Most peculiarly, BLM Special Agent Dan Love of Salt Lake City did not return the paper’s requests for an interview. He was to receive a personal bathroom trailer to be shared with only one other official, according to the RGJ’s reporting. Love also led the BLM operation against Nevada rancher Cliven Bundy, which made the BLM a national laughingstock.
The VIP camp is in addition to the BLM employees’ camp, which houses up to 150 working staff during the main event. We hear the employee’s camp intends to participate in the annual tradition of “gifting” fellow burners with personal invitations to courtrooms and in some cases, overnight stays in facilities that presumably don’t serve Choco Tacos.
But seriously, the environmental impact of 60,000 people on the playa needs scrutiny by the people we taxpayers pay to act as stewards of our public lands. Still, in state and national parks around the country, providing for housing facilities of state and federal employees is part of what our tax money goes for. We pay for the extra costs of our stays in fees paid at the gate. Around 4 million people visit Yosemite National Park each year. Would the public accept that more than a million dollars would be spent for luxurious housing for a few “high-level officials” if they chose to visit Yellowstone or Great Basin?

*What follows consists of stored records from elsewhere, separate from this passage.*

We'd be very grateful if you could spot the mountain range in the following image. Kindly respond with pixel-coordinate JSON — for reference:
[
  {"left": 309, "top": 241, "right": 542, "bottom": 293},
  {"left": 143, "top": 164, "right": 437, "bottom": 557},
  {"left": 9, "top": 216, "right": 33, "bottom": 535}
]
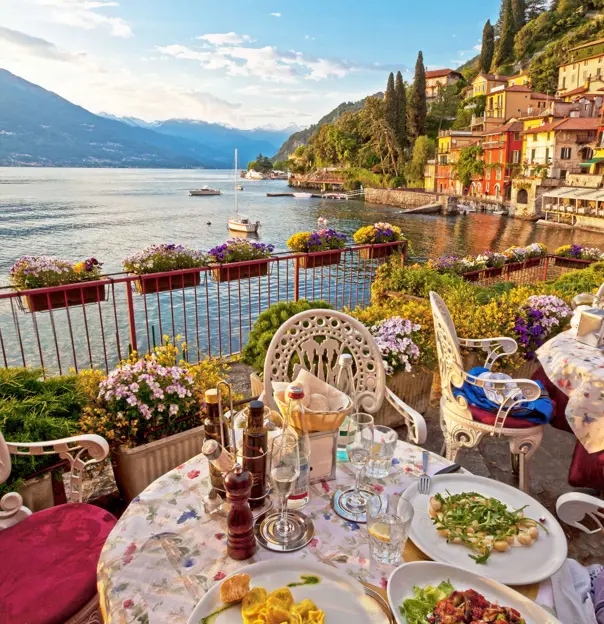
[{"left": 0, "top": 69, "right": 299, "bottom": 168}]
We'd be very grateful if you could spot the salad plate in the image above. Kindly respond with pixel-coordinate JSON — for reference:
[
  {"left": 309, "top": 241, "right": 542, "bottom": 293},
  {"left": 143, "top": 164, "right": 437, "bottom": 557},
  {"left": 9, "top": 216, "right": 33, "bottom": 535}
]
[
  {"left": 188, "top": 559, "right": 388, "bottom": 624},
  {"left": 403, "top": 473, "right": 568, "bottom": 585},
  {"left": 388, "top": 561, "right": 561, "bottom": 624}
]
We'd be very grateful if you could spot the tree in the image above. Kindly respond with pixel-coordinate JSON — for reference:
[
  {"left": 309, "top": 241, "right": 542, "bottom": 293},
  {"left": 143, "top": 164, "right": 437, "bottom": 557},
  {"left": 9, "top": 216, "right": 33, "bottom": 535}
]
[
  {"left": 394, "top": 71, "right": 407, "bottom": 150},
  {"left": 407, "top": 51, "right": 427, "bottom": 141},
  {"left": 454, "top": 145, "right": 484, "bottom": 188},
  {"left": 495, "top": 0, "right": 516, "bottom": 67},
  {"left": 405, "top": 135, "right": 436, "bottom": 188},
  {"left": 480, "top": 20, "right": 495, "bottom": 74}
]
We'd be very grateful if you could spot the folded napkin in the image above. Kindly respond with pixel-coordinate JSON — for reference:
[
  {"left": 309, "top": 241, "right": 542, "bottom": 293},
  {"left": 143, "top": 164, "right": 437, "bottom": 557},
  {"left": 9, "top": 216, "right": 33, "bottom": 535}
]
[{"left": 453, "top": 366, "right": 554, "bottom": 425}]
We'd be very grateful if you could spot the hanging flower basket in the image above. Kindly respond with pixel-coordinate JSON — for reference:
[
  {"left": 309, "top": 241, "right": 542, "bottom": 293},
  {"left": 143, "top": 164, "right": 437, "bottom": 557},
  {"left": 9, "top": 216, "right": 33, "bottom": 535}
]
[
  {"left": 134, "top": 272, "right": 201, "bottom": 295},
  {"left": 299, "top": 249, "right": 342, "bottom": 269},
  {"left": 212, "top": 260, "right": 268, "bottom": 282},
  {"left": 21, "top": 282, "right": 106, "bottom": 312}
]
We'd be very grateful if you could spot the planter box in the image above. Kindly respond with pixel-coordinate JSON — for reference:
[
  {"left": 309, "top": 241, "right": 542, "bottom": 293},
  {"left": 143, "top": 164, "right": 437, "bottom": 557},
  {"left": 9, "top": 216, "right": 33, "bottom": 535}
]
[
  {"left": 18, "top": 472, "right": 55, "bottom": 513},
  {"left": 212, "top": 260, "right": 268, "bottom": 282},
  {"left": 21, "top": 282, "right": 105, "bottom": 312},
  {"left": 359, "top": 244, "right": 401, "bottom": 260},
  {"left": 111, "top": 426, "right": 204, "bottom": 502},
  {"left": 554, "top": 256, "right": 595, "bottom": 269},
  {"left": 299, "top": 250, "right": 342, "bottom": 269},
  {"left": 375, "top": 370, "right": 434, "bottom": 428},
  {"left": 134, "top": 273, "right": 201, "bottom": 295}
]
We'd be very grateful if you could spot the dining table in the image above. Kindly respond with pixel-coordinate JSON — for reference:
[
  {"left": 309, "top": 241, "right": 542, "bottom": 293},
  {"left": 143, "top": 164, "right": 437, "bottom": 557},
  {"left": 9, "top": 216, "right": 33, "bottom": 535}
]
[{"left": 97, "top": 441, "right": 553, "bottom": 624}]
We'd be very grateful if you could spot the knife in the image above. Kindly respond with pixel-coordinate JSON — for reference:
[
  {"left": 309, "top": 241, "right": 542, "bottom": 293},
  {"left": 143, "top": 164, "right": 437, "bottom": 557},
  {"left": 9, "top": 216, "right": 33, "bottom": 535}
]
[{"left": 434, "top": 464, "right": 461, "bottom": 476}]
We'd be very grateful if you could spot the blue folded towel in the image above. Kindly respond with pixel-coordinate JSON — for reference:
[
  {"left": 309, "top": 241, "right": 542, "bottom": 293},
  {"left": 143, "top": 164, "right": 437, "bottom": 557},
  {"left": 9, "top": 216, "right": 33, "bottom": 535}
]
[{"left": 453, "top": 366, "right": 554, "bottom": 425}]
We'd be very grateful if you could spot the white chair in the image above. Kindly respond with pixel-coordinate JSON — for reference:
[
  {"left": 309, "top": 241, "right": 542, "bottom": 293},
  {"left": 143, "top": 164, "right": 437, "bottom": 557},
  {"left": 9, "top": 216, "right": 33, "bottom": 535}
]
[
  {"left": 430, "top": 292, "right": 544, "bottom": 492},
  {"left": 0, "top": 433, "right": 116, "bottom": 624},
  {"left": 556, "top": 492, "right": 604, "bottom": 535},
  {"left": 264, "top": 310, "right": 427, "bottom": 444}
]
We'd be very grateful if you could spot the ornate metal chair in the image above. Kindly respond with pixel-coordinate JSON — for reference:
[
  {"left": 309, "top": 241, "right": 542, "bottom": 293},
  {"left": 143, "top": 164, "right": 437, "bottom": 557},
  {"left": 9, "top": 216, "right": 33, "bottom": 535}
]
[
  {"left": 430, "top": 292, "right": 543, "bottom": 492},
  {"left": 0, "top": 433, "right": 116, "bottom": 624},
  {"left": 264, "top": 310, "right": 427, "bottom": 444}
]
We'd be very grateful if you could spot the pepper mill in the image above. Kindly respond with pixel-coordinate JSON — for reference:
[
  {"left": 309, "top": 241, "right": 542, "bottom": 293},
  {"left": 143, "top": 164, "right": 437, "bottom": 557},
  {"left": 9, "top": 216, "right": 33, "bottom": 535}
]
[{"left": 224, "top": 464, "right": 258, "bottom": 561}]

The very idea is ludicrous.
Still, even in our own newsroom, there are dissenting opinions. One reporter feels that “just because the festival participants live in uncomfortable surroundings is no reason the federal officers—who are away from their own homes and families—should have to do the same.”
Yet another said that this is a furthering of the idea that Burning Man 2015 is just a historical re-enactment of pre-1997 Burning Mans, and the “gentrified” facilities demanded by BLM officials are similar to the $100,000 RVs preferred by Burning Man’s well-heeled participants.
Yet a third staffer was torn between apathy and not caring whether BLM officials got free luxury facilities or had to pay their way in, just as long as they didn’t appear on the Esplanade as shirtcockers.